Едва Французская революция успела провозгласить права человека, как начался Террор, считавшийся средством их осуществления. С 1729 по 1801 гг. Франция проводила политику оккупации, присоединения территорий и завоеваний и все это во имя «свободы». Право на гуманитарное вмешательство не менее воинственно. «Не исключено, писал Жюльен Фройнд, что, раз люди развязывают войну ради лучшего мира, однажды они будут сражаться во имя не менее достойных концепций, связанных с правами человека»[132]. К этому мы как раз и пришли. Бернар Кушнер, который не так давно хвалился тем, что «всегда оказывается на стороне тех, на кого падают бомбы, а не тех, кто их бросает», сегодня заявляет: «Превентивная война это понятие, которое мне представляется не только очень точным, но и приближающимся, наряду с некоторыми другими, к тому, что мы предлагали в качестве обязанности, а потом и права вмешательства»[133]. Но право на вмешательство не только оправдывает превентивную войну.

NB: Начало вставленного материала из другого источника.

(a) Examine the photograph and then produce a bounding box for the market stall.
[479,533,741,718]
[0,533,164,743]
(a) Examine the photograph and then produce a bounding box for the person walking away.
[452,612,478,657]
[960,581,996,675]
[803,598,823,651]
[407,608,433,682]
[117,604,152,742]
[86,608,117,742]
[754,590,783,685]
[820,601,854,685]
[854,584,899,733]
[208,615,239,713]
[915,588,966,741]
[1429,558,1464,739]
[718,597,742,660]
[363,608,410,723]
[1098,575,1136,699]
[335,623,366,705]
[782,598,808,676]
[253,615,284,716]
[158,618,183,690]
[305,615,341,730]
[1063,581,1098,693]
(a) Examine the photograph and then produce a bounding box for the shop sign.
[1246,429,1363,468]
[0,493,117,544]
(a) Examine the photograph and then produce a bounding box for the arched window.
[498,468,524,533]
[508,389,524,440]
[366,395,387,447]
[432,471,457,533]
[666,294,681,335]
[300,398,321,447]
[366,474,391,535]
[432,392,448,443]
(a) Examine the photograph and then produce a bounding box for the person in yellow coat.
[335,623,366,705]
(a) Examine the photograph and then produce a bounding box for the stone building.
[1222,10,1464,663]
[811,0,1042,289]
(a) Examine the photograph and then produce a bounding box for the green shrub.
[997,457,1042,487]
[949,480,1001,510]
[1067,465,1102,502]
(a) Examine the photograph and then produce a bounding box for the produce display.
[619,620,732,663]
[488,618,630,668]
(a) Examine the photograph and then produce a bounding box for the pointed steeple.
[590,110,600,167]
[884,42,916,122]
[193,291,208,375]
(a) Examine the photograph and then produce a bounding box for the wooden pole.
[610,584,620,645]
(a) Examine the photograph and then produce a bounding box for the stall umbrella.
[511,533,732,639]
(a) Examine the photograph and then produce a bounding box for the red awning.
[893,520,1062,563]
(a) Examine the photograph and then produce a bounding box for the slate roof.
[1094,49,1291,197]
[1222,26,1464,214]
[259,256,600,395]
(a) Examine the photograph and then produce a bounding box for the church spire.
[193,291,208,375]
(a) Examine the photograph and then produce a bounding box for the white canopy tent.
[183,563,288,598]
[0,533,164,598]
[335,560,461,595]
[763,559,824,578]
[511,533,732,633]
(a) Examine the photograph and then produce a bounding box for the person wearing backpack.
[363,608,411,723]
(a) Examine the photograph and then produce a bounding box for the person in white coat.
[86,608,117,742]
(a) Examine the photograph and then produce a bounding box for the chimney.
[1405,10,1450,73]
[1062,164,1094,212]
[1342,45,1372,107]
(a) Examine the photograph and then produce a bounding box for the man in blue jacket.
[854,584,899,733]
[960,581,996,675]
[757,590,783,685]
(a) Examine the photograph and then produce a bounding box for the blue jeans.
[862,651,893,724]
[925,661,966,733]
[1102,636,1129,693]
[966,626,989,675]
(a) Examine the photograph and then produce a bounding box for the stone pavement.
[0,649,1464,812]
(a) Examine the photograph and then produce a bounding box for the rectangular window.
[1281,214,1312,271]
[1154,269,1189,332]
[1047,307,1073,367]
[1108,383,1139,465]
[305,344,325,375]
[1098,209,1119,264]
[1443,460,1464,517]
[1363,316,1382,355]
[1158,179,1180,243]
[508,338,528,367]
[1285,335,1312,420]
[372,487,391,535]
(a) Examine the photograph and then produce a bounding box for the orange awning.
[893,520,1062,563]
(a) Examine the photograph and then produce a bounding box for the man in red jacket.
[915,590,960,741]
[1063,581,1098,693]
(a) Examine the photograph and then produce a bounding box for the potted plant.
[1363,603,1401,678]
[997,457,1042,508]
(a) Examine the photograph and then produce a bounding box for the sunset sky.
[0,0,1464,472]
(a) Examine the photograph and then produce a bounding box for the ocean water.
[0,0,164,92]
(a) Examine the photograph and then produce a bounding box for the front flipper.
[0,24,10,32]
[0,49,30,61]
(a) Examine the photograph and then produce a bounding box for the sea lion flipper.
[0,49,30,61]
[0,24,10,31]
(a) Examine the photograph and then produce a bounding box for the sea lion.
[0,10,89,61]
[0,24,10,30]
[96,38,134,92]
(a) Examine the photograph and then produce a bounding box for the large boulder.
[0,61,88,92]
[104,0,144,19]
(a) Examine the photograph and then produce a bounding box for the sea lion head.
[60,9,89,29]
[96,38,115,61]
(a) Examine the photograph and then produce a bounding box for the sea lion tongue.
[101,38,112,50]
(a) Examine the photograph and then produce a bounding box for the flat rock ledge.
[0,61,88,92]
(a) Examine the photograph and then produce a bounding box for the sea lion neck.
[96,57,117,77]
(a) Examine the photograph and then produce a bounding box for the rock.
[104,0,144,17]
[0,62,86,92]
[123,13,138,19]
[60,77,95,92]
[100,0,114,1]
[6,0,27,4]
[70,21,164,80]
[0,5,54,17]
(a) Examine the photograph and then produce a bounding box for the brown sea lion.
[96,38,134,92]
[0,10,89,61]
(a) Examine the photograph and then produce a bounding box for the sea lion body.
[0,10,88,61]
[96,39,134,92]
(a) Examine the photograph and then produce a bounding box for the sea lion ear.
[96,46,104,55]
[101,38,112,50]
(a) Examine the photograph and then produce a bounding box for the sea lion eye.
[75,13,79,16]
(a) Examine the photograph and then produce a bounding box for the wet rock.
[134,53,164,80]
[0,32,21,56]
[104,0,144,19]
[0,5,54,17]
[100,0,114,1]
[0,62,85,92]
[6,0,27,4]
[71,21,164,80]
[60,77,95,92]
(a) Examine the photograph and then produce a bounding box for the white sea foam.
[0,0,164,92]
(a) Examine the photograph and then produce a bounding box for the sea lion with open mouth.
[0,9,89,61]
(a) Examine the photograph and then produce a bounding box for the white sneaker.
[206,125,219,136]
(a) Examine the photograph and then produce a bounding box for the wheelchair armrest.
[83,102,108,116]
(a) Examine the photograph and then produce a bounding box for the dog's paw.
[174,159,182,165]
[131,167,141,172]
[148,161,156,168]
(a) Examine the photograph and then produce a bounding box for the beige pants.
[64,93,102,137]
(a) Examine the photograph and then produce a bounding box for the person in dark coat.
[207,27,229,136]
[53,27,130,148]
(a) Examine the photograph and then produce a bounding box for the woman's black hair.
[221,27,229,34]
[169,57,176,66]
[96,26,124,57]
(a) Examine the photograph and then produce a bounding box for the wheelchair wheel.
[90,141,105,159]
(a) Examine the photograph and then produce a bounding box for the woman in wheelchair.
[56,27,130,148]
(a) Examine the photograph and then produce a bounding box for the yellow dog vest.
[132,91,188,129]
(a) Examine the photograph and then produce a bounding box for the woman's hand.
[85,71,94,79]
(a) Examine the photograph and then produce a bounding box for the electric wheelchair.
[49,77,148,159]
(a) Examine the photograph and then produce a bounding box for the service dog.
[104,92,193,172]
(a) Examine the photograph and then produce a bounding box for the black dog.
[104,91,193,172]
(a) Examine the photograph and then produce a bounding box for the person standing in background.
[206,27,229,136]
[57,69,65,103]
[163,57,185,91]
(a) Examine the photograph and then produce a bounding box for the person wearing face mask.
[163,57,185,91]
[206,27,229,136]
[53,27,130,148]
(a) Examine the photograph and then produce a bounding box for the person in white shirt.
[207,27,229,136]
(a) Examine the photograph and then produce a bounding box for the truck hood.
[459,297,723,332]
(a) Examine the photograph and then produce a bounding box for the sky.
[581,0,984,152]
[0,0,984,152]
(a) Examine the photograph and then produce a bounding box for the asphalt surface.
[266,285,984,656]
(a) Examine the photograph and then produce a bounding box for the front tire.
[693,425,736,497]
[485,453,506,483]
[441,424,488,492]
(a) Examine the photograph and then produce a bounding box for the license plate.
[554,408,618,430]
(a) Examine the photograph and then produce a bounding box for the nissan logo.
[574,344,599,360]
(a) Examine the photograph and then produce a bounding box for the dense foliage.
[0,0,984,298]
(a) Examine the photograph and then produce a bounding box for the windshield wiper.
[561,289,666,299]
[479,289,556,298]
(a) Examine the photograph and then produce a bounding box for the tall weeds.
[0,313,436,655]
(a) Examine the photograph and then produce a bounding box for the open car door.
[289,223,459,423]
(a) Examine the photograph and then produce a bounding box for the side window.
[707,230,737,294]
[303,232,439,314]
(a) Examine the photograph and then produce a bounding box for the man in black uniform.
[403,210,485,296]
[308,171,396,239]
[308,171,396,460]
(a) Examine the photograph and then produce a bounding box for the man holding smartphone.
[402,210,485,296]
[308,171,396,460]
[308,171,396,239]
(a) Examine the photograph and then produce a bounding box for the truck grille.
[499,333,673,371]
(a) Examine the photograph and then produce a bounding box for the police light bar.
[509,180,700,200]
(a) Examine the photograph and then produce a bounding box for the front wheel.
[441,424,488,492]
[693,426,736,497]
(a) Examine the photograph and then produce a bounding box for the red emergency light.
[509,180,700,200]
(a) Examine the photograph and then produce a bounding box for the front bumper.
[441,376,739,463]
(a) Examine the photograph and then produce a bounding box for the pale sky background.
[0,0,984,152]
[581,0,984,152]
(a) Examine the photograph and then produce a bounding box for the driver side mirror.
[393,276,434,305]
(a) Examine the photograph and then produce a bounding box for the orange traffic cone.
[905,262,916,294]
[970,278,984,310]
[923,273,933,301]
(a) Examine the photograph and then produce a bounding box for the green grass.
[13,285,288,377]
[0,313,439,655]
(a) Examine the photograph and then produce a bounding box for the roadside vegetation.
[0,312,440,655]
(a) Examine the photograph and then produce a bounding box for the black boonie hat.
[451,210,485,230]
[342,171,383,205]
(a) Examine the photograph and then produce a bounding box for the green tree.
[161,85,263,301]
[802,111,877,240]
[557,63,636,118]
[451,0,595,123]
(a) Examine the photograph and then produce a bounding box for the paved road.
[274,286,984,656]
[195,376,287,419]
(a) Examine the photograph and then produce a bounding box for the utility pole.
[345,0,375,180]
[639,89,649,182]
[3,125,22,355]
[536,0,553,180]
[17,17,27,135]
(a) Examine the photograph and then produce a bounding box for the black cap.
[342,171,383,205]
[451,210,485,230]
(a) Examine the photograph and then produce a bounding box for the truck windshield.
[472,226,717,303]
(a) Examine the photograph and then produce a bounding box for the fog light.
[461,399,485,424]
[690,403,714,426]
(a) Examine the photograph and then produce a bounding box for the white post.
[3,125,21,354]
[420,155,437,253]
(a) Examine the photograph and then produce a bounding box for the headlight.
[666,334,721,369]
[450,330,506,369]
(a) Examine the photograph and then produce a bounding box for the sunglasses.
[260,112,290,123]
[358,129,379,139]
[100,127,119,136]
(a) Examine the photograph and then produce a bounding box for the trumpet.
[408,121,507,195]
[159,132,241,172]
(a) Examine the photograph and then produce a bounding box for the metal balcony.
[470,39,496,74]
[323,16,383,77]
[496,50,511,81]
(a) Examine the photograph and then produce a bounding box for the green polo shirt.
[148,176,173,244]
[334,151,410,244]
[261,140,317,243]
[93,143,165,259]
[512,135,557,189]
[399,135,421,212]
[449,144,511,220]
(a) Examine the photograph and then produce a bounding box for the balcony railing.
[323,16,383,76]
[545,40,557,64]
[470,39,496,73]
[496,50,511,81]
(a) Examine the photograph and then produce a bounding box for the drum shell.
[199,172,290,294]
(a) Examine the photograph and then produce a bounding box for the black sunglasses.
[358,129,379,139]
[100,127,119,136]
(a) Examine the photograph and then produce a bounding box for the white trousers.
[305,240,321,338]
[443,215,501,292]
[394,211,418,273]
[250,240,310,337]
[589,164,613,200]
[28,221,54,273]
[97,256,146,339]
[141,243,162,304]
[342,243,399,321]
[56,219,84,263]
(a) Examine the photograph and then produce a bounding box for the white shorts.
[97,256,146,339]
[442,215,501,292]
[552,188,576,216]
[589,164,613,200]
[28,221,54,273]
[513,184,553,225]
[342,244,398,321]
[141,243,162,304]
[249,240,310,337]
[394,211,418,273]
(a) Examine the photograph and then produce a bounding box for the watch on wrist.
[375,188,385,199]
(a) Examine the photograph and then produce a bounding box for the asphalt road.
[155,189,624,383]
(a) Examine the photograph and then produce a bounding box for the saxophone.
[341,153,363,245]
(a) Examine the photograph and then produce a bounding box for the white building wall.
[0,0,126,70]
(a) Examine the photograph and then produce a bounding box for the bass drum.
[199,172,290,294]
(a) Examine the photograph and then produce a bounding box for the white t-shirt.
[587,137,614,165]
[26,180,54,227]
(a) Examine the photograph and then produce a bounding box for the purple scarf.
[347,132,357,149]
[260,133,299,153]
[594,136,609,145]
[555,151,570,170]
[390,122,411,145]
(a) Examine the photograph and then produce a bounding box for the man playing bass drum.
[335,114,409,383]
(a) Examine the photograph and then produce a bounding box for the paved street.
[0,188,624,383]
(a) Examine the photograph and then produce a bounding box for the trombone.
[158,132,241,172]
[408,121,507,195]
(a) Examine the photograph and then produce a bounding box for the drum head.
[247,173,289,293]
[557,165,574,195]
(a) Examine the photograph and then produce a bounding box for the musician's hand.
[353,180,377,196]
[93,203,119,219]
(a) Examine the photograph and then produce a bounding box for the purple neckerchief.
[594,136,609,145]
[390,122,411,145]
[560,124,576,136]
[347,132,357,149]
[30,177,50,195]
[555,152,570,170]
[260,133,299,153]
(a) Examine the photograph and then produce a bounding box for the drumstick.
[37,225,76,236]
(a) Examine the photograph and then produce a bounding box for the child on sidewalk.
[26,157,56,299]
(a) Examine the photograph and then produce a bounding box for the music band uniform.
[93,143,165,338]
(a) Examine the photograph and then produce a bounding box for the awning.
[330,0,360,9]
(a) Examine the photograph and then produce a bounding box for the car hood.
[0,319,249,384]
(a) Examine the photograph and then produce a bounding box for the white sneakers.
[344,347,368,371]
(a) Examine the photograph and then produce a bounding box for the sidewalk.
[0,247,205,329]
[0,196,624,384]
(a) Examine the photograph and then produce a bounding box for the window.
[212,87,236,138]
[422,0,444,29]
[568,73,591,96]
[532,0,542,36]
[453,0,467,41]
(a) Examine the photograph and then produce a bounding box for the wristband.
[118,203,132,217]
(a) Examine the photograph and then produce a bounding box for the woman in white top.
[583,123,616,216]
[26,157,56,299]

Наделяя провоцируемые им войны моральностью, представляя их в виде «справедливых войн», оно в итоге делает из врага преступника, превращает его в олицетворение Зла: тот, кто ведет войну во имя человечества, обязательно отнимет у своих противников право называться людьми. «Справедливая война» по определению является войной тотальной.
Известно, что учение прав человека, определяя права как атрибуты, внутренне присущие человеческой природе, постулируют самодостаточность человека. «Фундаментальные права в собственном смысле слова, подчеркивает Карл Шмитт, не более, чем либеральные права человека как индивидуальной личности»[134]. Впрочем, поскольку права человека это атрибуты изолированного индивида, отвлеченного субъекта, независимого от отношения к себе подобным, ведь он должен в самом себе найти свои основания, эти права не представляются противовесом обязанностей, которые были бы им симметричны. Вначале этот индивидуализм был настолько выражен, что в Декларации 1789 года свобода ассоциаций вообще игнорировалась, как, в целом, и любая форма коллективного права. Точно так же ее авторы осуждали все профессиональные объединения (закон Ле Шапелье, декрет Алларда). Теперь коллективные права признаны, однако и сегодня осуществление прав человека в конечном счете должно касаться исключительно индивида, даже если некоторые из этих прав могут применяться лишь коллективно.